Optionally, the second processing includes feature normalization and inverse processing, and before the decoding processing is performed on the encoded feature information to obtain the decoded feature vector, the second processing further includes:

receiving the coding feature information and the feature normalization parameter sent by a coding end; wherein the normalization parameters comprise a first parameter or a second parameter, the first parameter comprises a maximum eigenvalue and a minimum eigenvalue, and the second parameter comprises a mean and a variance;

the second processing on the decoded feature vector to obtain a reconstructed feature vector includes:

based on the first parameter, carrying out linear normalization inverse processing on the decoding characteristic vector to obtain the reconstruction characteristic vector; or alternatively

And performing zero-mean normalized inverse processing on the decoded feature vector based on the second parameter to obtain the reconstructed feature vector.

Optionally, the second processing includes inverse principal component analysis processing, and the second processing is performed on the decoded feature vector to obtain a reconstructed feature vector, including:

performing a second transformation operation on the decoded eigenvector based on a preset covariance matrix to obtain a second eigenvector;

and performing mean value increasing operation on the second feature vector based on a preset mean value vector to obtain the reconstructed feature vector.

Optionally, the second processing includes inverse feature transformation processing, and the second processing is performed on the decoded feature vector to obtain a reconstructed feature vector, where the second processing includes:

and converting the decoding feature vector from a frequency domain to a pixel domain based on an inverse discrete cosine transform method to obtain the reconstruction feature vector.
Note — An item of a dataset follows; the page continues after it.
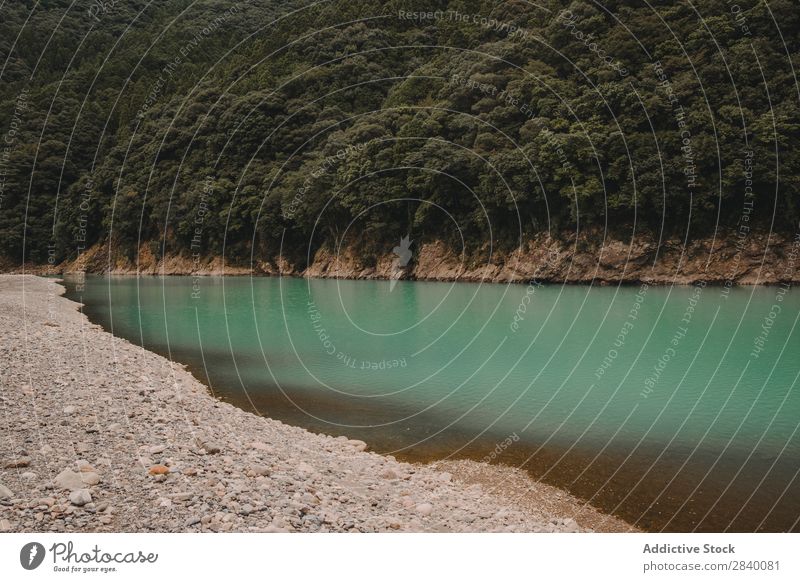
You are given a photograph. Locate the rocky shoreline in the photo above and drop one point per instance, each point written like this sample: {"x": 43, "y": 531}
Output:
{"x": 101, "y": 435}
{"x": 591, "y": 258}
Optionally, the media resource is an image, and the method further includes:

searching whether an object feature vector matched with the generated feature vector exists or not from a preset feature database so as to execute an object re-identification task;

executing target segmentation processing on the generated feature vector to obtain a target segmentation result of the image;

performing super-resolution processing on the generated feature vector to generate a super-divided image;

and performing denoising processing on the generated feature vector to generate a denoised image.

In one aspect, an embodiment of the present application provides a feature encoding apparatus, including:

the system comprises a characteristic extraction module, a feature extraction module and a feature extraction module, wherein the characteristic extraction module is used for acquiring media resources and extracting characteristics of the media resources to obtain original characteristic vectors;

the first processing module is used for carrying out first processing on the original characteristic vector to obtain a first characteristic vector; wherein the first processing includes any one of: feature normalization processing, principal component analysis processing and feature transformation processing;

and the coding module is used for coding the first feature vector to obtain coding feature information.

Optionally, the first processing includes feature normalization processing, and the first processing module is configured to:

performing linear normalization processing on the original feature vector based on the maximum feature value and the minimum feature value corresponding to the original feature vector to obtain the first feature vector; or alternatively

Optionally, the apparatus further comprises a transmission module, configured to:

transmitting the coding feature information and the feature normalization parameter to a decoding end; wherein the normalization parameter includes a first parameter or a second parameter, the first parameter includes the maximum eigenvalue and the minimum eigenvalue, and the second parameter includes the mean and the variance.

Optionally, the first processing includes principal component analysis processing, and the first processing module is configured to:

Optionally, the first processing includes feature transformation processing, and the first processing module is configured to:

and converting the original feature vector from a pixel domain to a frequency domain based on a discrete cosine transform method to obtain the first feature vector.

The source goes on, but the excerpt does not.